Easter Message 1972

Diocesan Press Service. March 10, 1972 [72033]

The Rt. Rev. John E. Hines, Presiding Bishop

In the New York Post of February 2, 1972, one of the Post's regular columnists, Pete Hamell, wrote movingly of his reactions to the funeral service of Patrolman Gregory Foster, held in St. Patrick's Cathedral on New York's Fifth Avenue. Gregory Foster had survived a tour of duty in Vietnam (where he had won a Silver Star), only to be cut down with a fellow Patrolman, Rocco Laurie -- shot in the back, both of them, by unidentified assailants. After describing the rank-on-rank formation of policemen at the service, the grief of Foster's widow, the presence of city officials headed by Mayor Lindsay, Hamell had this to say: "Organ music boomed from the choir loft and high above the pews the stained glass windows glittered with light and told the old sweet promises of Christianity; death as redemption, the necessity for love, the grace and splendor of human beings.

" The troops marched in and heads filled with visions of two young men who had been shot repeatedly on the streets of this city, shot in the back, shot out of hatred, shot by men who would not look them in the eye.

"The Christian promises never seemed farther from fruition."

I admire Pete Hamell's honesty of reporting. That in itself is an all-too-rare attribute on the part of people who report the "good news" of God's "tabernacling with mankind." in the powerful and compassionate ministry of the crucified Christ. He did not try to "sweep the incongruities under the altar." He did not try to romanticize the Christian expectations in the face of the wickedness of human beings -- oft-times expressed destructively in hatred and violence. But his account stopped at Good Friday's grim testimony -- baffled, hurt, and inarticulate.

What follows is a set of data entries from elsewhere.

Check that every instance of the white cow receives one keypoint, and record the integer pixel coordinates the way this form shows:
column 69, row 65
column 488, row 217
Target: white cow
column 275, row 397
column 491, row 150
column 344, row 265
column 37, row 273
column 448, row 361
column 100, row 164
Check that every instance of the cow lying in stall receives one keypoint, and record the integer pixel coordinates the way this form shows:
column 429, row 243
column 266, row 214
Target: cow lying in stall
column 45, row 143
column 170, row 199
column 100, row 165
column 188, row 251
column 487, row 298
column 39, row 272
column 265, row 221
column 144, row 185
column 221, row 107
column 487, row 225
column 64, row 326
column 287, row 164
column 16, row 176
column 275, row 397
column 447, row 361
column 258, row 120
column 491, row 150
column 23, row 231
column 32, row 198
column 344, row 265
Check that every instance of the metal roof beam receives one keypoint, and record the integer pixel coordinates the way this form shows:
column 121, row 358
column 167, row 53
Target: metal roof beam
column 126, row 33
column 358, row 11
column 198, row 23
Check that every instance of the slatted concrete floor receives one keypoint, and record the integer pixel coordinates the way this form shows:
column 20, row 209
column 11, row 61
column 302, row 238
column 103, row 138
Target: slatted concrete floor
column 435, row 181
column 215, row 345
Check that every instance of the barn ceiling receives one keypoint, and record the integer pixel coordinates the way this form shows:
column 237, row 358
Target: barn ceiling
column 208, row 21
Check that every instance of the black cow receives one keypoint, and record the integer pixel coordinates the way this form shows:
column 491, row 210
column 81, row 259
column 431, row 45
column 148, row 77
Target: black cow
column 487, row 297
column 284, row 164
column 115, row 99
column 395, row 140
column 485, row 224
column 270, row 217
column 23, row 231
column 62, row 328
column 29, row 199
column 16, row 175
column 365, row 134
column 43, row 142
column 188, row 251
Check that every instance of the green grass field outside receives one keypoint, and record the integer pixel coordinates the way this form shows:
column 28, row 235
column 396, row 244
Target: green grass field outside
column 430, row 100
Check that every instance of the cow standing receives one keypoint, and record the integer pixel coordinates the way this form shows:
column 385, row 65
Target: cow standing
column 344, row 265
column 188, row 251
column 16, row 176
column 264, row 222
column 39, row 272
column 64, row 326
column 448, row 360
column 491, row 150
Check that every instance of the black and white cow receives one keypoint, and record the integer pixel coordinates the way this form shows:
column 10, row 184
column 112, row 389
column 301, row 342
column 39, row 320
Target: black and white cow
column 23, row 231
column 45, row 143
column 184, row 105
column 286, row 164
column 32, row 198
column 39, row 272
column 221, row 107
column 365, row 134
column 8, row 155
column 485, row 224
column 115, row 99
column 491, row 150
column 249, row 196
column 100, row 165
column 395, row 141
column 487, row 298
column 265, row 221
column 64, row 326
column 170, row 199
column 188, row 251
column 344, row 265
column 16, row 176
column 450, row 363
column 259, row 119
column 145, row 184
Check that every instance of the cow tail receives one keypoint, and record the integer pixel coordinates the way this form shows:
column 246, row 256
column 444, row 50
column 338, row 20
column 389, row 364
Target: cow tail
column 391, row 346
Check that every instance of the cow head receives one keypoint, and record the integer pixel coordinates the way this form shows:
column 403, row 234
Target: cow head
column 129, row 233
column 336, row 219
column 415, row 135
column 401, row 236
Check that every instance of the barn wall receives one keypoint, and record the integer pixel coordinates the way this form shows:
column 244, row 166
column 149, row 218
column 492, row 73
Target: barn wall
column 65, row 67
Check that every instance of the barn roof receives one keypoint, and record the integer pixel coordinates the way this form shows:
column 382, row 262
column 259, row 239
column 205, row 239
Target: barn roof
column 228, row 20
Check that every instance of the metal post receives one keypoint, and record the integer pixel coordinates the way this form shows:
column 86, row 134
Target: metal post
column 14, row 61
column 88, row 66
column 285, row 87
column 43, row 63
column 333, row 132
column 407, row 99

I knew that I would need it some day for myself, if not for others, so I tucked it not too far back in my memory. It is the vibrant, compelling painting splashed across the wall of what was a monastery refectory, now the Town Hall in a little-known, out-of-the- way town, Sansepoicro, located between Florence and Rome. The artist, Piero della Francesca. The theme, "La Resurrezione Di Christo." As the artist conceived it, the Christ has bolted upward out of the tomb, a bold, strong, confident, triumphant face -- a banner firmly grasped in his right hand, his bodily wounds unmistakable -- his left foot planted firmly atop the shattered fragments of the tomb's marble cover. In the immediate foreground two Roman soldiers are asleep, the third is shading the incredulous, astonished look in his eyes with his hands. The fourth is falling backwards in alarm, unbelief and paralyzing fear. The powerful impression that is conveyed is that there is nothing tentative about this risen figure. No "reductionism" as to prior claims. Absolute reassurance coupled with joyous confidence. A look in the straight-forward, unblinking eyes that says, "Well, what did you expect?" The faith of Piero della Francesca and the honesty of reporter Hamell are indispensable ingredients of the Easter reassurances. The promises do not dissolve the world's wickedness and ignorance. They say simply that they do not have the final word in God's world. They are self-authenticating despite them -- and that is the meaning of Easter!